Designing Resilient Streets

How do you design a space to maximize its social and ecological resiliency? A green space where the community gathers and plants help clean the air and absorb storm water. You might think that such a space could only be achieved in a large park like Freshkills, but the newly released 2013 Street Design Manual demonstrates how the street in front of your doorstep can be transformed into a place that fosters social interactions and supports wildlife.

This stretch of Columbus Avenue between 76th and 77th in Manhattan was recently re-designed to foster community and green space (Photo courtesy of Street Design Manual 2013)

This stretch of Columbus Avenue between 76th and 77th in Manhattan was recently re-designed to foster community and green space (Photo courtesy of Street Design Manual 2013)

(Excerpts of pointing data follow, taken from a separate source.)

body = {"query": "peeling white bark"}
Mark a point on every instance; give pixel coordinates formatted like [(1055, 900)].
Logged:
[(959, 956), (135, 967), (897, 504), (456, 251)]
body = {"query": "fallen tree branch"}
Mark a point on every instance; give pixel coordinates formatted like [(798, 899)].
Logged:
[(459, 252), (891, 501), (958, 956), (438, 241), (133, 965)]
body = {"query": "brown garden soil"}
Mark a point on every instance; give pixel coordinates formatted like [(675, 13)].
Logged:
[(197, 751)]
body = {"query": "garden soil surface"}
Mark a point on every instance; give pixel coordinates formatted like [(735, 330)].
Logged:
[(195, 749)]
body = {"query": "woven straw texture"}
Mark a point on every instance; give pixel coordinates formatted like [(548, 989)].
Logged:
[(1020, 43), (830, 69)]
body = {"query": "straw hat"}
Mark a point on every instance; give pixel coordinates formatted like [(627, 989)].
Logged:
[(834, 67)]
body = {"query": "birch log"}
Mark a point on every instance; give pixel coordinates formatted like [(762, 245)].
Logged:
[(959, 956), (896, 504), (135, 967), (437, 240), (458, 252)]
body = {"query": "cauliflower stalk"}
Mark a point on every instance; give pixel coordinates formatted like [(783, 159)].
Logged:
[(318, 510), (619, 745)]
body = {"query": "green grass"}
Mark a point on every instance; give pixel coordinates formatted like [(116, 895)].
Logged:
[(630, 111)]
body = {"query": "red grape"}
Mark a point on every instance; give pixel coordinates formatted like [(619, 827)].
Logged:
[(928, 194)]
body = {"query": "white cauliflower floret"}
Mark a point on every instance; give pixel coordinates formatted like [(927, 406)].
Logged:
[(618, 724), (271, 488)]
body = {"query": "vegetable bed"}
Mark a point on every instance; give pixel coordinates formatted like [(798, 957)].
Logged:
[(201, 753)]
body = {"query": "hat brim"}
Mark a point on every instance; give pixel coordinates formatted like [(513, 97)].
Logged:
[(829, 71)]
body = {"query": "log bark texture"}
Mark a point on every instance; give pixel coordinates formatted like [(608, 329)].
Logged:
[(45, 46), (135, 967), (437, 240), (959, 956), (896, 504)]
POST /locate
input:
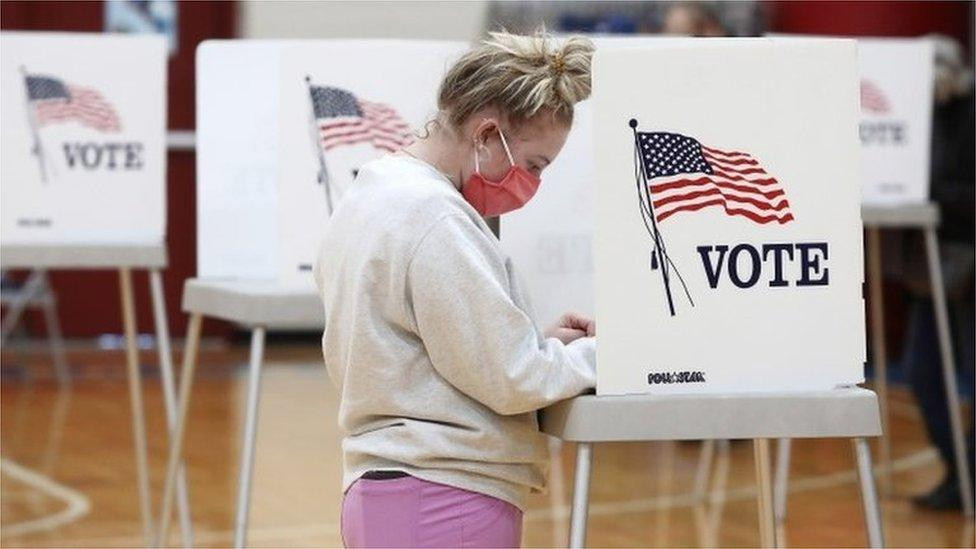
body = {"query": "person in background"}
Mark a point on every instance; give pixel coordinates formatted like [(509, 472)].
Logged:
[(692, 19), (952, 179), (428, 333)]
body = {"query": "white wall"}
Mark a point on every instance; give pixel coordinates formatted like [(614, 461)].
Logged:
[(447, 20)]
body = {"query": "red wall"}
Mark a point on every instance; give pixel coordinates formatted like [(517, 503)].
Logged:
[(89, 300), (873, 18)]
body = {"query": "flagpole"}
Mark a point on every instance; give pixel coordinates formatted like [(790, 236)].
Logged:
[(323, 175), (658, 240), (38, 149)]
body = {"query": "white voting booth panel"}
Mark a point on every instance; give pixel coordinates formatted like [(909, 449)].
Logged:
[(550, 240), (237, 127), (751, 222), (83, 138), (896, 119), (295, 165)]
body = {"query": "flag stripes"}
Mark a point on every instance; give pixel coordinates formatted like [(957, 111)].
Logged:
[(685, 176), (344, 119), (55, 101)]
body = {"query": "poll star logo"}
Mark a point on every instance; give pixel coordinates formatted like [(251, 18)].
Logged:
[(340, 118), (52, 100), (676, 174)]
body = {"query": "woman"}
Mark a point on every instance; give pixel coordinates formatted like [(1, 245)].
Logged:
[(428, 334)]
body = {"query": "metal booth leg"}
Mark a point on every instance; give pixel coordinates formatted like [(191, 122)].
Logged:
[(581, 495), (764, 493), (879, 350), (169, 401), (949, 370), (135, 397), (869, 497), (250, 430), (174, 464), (55, 340), (781, 479)]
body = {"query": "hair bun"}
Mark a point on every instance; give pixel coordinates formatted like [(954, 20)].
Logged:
[(523, 75)]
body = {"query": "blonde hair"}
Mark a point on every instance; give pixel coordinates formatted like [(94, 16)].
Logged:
[(521, 75)]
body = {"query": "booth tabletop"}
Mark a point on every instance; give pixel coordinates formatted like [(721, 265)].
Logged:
[(901, 215), (255, 303), (82, 256), (843, 412)]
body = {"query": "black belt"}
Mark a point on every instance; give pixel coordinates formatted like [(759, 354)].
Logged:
[(383, 475)]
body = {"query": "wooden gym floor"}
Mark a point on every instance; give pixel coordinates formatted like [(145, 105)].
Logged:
[(68, 475)]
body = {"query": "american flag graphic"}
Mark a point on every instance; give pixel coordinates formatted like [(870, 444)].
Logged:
[(683, 175), (344, 119), (55, 101), (872, 98)]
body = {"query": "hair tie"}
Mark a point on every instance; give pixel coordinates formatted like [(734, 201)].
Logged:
[(558, 64)]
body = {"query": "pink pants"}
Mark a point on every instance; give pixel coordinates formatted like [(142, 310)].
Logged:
[(409, 512)]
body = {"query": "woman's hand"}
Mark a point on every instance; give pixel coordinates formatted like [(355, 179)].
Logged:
[(572, 326)]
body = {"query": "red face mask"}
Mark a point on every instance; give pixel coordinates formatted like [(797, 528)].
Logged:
[(492, 198)]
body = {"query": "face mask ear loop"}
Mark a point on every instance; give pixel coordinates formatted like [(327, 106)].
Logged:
[(504, 144)]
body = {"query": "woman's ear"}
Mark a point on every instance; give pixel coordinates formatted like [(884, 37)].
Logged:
[(484, 130)]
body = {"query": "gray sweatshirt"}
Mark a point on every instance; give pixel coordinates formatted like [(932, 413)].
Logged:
[(439, 364)]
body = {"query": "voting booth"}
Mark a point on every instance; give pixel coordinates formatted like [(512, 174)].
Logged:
[(82, 183), (283, 127), (895, 127), (316, 111), (84, 119), (728, 232), (727, 255)]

The street design manual unveiled by Transportation Commissioner Sadik-Kahn at the 2013 MAS Summit highlights designs for “place making plazas” that transform endless swaths of concrete into gathering places. While the most visible of these transformations was the closing of Time Square, these plazas can be developed on a run-of-the-mill sidewalk by adding seating and landscaping to a barren wide stretch of concrete. These types of designs are successful at fostering community precisely because they are requested and maintained by the communities where they are installed. Adding places where neighbors can stop, smell the flowers, and get to know one another could be another way to boost social resiliency.

Not only do the new street designs foster more social connections amidst the hustle and bustle of the city, but they also strive to improve physical resiliency with suggestions for landscape design. The manual has recommendations for tree pits, bio swells, and rain gardens that will help reduce the issue of combined sewage overflow that overwhelms the city’s infrastructure. The guidelines on plantings also include information on storm and drought tolerance so that plantings can be made with future climate change in mind. While these plantings work to adapt to the effects of climate change, the plan also proposes steps to reduce carbon emissions with new LED street lamps.

We’re looking forward to seeing how this new street design manual transforms the urban landscape of NYC into one that has more capacity to withstand and adapt to climate change.